There has been a fascinating run of sophomore genre efforts of late. Ari Aster went full folk horror with Midsommar, Jordan Peele made the admirably ambitious Us and Jennifer Kent made the brutal revenge thriller The Nightingale. And into the ring re-enters Robert Eggers, whose debut The Witch enthralled and terrified in equal measure. From the woodlands of 17th-century New England to the coast of 19th-century
The film begins with a boat heading towards a lighthouse perched on an unforgiving island. Onboard are a pair of 'wickies', one on his first placement, the other a craggy old hand. From there we watch them go through their tasks to maintain the lighthouse in increasingly treacherous weather. Alcohol is liberally drunk, supplies run low and tempers rise, all to the deafening sound of a fog horn and the increasing sense that something might not be right here.
The Lighthouse benefits from a strangely hypnotic atmosphere, drenched in paranoia and dread. For large stretches you can't take your eyes off the screen and the extraordinaire tableaux being crafted. All of this is wrapped in Jarin Blaschke's stunning cinematography. Shot in stark black and white, with an aspect ratio of 1.19:1 (meaning it is close to a box), with often nightmarishly expressionistic lighting, every frame of this film feels like it could be separated and placed in an art gallery. It is understandable that this is the element that has broken through and earned The Lighthouse its single Oscar nomination.

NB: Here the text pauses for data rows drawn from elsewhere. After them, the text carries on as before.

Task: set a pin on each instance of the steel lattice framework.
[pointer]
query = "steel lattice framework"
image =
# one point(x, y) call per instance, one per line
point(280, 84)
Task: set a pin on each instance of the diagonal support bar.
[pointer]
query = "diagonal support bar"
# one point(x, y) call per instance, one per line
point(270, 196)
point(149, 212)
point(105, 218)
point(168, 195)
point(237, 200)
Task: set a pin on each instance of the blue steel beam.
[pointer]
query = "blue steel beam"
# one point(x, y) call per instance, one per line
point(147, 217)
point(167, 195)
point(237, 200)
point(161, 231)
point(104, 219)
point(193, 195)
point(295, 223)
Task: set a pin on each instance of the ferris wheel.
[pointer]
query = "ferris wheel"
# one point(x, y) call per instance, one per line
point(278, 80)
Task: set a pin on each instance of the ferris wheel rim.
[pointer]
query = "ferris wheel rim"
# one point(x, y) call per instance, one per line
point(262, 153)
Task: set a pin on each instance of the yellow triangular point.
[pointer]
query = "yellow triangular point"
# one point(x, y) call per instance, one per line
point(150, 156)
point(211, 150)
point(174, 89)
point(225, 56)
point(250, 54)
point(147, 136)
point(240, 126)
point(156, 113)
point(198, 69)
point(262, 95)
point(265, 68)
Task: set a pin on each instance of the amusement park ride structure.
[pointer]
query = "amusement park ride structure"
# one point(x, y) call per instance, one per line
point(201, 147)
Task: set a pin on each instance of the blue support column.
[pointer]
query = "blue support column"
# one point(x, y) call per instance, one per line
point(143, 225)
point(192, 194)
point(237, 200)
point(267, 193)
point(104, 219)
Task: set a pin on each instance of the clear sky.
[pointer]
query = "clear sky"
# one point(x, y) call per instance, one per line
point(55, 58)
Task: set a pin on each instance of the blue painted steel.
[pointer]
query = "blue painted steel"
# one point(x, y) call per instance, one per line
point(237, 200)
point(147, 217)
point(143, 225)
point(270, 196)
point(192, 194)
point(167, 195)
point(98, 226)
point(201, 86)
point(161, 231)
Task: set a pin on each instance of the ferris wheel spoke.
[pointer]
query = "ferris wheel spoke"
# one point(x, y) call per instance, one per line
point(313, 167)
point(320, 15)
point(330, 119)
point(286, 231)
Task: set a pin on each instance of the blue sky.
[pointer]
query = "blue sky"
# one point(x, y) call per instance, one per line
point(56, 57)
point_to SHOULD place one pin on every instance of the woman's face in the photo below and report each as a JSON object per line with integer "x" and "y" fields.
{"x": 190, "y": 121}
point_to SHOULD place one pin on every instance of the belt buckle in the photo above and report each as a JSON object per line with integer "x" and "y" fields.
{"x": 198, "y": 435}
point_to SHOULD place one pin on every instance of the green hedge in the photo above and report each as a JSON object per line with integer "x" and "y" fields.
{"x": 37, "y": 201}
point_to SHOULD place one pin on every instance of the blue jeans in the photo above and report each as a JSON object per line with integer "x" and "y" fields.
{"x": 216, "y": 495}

The lack of awards love is a shame given the overall quality of the film. Eggers and his brother once again craft a screenplay seemingly torn from the pages of its setting, with deliciously archaic dialogue for the actors to chew. The impressive authenticity stretches to the setting, with the lighthouse built specifically for this film. Mark Korven's score builds tension effectively, marrying with The Lighthouse's wonderful soundscape, whilst Louise Ford's editing shows why she has one of the most interesting careers of her generation (Wildlife, Thoroughbreds and the upcoming Bad Education). There is a wealth of talent here and it would have been fabulous to have seen the film earn more of a presence amongst its fellow contenders.
The film is essentially a two-hander and there is an unvarnished quality to the lead turn. Robert Pattinson continues his run of impressive performances that test the very foundation of his star persona. His character becomes increasingly dislikeable as proceedings escalate and there is a hint of Jack Nicholson's Jack Torrance to Pattinson. Willem Dafoe, on the other hand, morphs from a repugnant caricature of a salty sailor (quaffing drink, farting away, burst into shanties) into a far more pitiable figure. There is a line that caught me off-guard with the melancholy behind its absurdity. Together they play off each other, crafting a potent chemistry that feels a fascinating deconstruction of masculinity.
The Lighthouse is a marvellously unapproachable film. It offers little of the thrill of a mainstream horror (no jump scares or genre tropes here) and ends offering few answers of the mysteries that lie within. Is the film just a tale of two men going slowly mad in a confined space? Or is there something more? There are delights that I won't ruin here, but if you can endure the test this film represents, you will leave transfixed and beguiled. And a lot more nervous of seagulls. This really is a terrific work.